Mass transit divides students


Anne Virginia Koepp

Mass transportation around campus could be in the future for SDSU with three bus stops plotted in a semi-master plan and with plans to move parking to the outskirts of campus.

Dean Kattelmann, assistant vice president for facilities and services, said incorporating a bus system for the campus is still in flux.

A semi-master plan that projects to 2018 has three bus stops in the plan and a potential fourth. According to the SDSU master plan of Oct. 2008, the university has plans to move parking to the outskirts of campus and explore mass transportation options.

“Mass transportation would not be coming to the center of campus,” said Kattelmann.

Eric Haiar, Students’ Association state and local government chair, promoted a mass transportation platform when running for SA president.

“I feel that a mass transit system is very important as our campus continues to expand,” said Haiar. “In the campus master plan 2025, we are supposed to be a completely walking campus with all external parking lots.

“With a mass transit system in place, before we get to that point, it will make the adjustment to being a completely walking campus easier,” Haiar said. “The public transit system is also a good idea because it makes our campus a lot safer. If we install a transit system, there will be less internal traffic, which makes it safer for the students that do choose to walk because they won’t have to worry about cars cruising by right in front of them.”

A bussing system would mean the university would try to work with the city of Brookings to have a pay-as-you-go system. Initial costs for start-up are still unclear, but ridership will not be taken from student fees.

“The cost of the buses shouldn’t fall on the backs of student fees,” said Kattelmann.

BATA (Brookings Area Transit Authority) already offers rides for students with a fee of $1 per ride on Monday, Wednesday and Friday, according to their Web site. BATA will pick students up anywhere within city limits, provided they schedule a full day in advance.

Tyler Luckhurst, a senior political science major from Huron, S.D., visited Mankato State University on March 26 to analyze the paid lot system for SDSU’s Union. The purpose of the paid lot system for MSU’s student union is to help subsidize a bussing system.

According to the MSU 2009-10 parking map, a student receives an unlimited bus ticket for the year with the purchase of a parking decal.

“Buses run at 10- to 13-minute intervals and stop at every lot on campus,” said Luckhurst. “There are even some stops off campus at grocery stores and malls that students can ride to.”The buses on campus are packed full during classes too, said Luckhurst.

“As for SDSU, a paid lot would be good if the university used the money to give back to students and subsidized a bussing system,” said Luckhurst. “Campus is bound to grow more than 10 minutes from corner to corner and a bussing system will be inevitable.”

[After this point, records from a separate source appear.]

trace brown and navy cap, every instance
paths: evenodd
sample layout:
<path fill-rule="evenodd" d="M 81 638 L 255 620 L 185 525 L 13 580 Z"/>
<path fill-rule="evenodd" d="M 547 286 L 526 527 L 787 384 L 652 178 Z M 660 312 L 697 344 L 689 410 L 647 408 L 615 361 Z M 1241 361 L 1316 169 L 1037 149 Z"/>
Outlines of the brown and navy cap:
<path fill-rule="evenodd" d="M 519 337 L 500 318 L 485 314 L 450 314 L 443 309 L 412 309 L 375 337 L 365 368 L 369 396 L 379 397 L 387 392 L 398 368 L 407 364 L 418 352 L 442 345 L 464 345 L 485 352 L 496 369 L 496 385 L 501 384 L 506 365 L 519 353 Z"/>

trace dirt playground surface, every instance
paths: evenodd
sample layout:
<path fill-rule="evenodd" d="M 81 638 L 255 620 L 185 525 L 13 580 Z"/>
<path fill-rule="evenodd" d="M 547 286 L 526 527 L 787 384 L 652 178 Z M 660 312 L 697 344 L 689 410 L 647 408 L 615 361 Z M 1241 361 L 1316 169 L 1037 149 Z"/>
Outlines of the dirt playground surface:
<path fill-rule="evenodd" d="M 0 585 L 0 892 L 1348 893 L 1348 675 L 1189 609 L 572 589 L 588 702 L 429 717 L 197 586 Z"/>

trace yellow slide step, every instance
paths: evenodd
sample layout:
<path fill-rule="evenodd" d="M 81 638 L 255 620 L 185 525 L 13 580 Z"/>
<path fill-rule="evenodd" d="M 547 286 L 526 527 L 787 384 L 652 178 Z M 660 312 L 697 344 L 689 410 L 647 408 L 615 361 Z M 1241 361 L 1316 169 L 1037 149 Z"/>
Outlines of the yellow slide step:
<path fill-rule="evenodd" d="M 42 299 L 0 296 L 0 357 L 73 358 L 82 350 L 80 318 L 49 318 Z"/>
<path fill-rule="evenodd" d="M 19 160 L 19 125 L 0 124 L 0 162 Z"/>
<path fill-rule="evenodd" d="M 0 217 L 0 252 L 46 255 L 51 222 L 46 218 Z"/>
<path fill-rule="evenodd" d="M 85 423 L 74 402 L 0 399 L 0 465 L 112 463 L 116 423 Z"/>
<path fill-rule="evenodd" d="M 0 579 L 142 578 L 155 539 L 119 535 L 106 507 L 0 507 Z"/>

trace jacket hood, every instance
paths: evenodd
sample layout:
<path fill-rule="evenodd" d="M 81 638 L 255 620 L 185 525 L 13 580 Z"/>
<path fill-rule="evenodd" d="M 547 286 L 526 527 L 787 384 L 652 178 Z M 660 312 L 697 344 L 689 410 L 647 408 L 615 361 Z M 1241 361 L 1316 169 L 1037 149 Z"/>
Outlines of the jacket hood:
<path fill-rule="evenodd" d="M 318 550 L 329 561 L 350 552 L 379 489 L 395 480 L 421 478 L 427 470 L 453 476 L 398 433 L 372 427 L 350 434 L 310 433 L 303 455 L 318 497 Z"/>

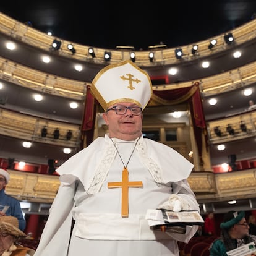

In an online Collegian survey of students’ opinion on a bussing system, it was a near even split, but more students were in favor of implementing a mass transportation system. Of the 332 students surveyed, 182 would like to see a bussing system while 150 are opposed.

Some students said that the campus is not huge, and therefore, SDSU needs parking more than bussing. Others said that the bussing system would lessen traffic congestion at the heart of campus, and winter walks would not be as daunting.

Of students surveyed, 59.4 percent would like to see the buses only run during the winter months. Fifty percent of students polled said walking distances on campus were reasonable now, while 25 percent said they were getting a little long. About 15 percent of students said they were just right.

“Having a bussing system on campus would need too many buses,” said Brady Jackson, a junior civil engineering major from Tracy, Minn. “Rotunda holds so many students that when they get out of class all of them wouldn’t be able to ride a bus.” Other students said that a bussing system would reduce the anxiety of fighting to find a parking space.

“It reduces the stress of trying to find a place to park,” said Paul Prunty, a freshman animal science major from Pipestone, Minn. “It would be convenient to get across campus.”

Kattelmann said there are abundant places to park on campus and that walking is the main concern. He said that it is a 10-minute walk from The Union to anywhere on campus.”We don’t have a parking problem. We have a walking problem,” said Kattelmann. “There are open spaces, but people don’t want to walk.”

While the bussing system is still in flux, administrators are certain that SDSU will someday be a walking campus. “The goal is to make SDSU a more aesthetically pleasing walking campus,” said Kattelmann.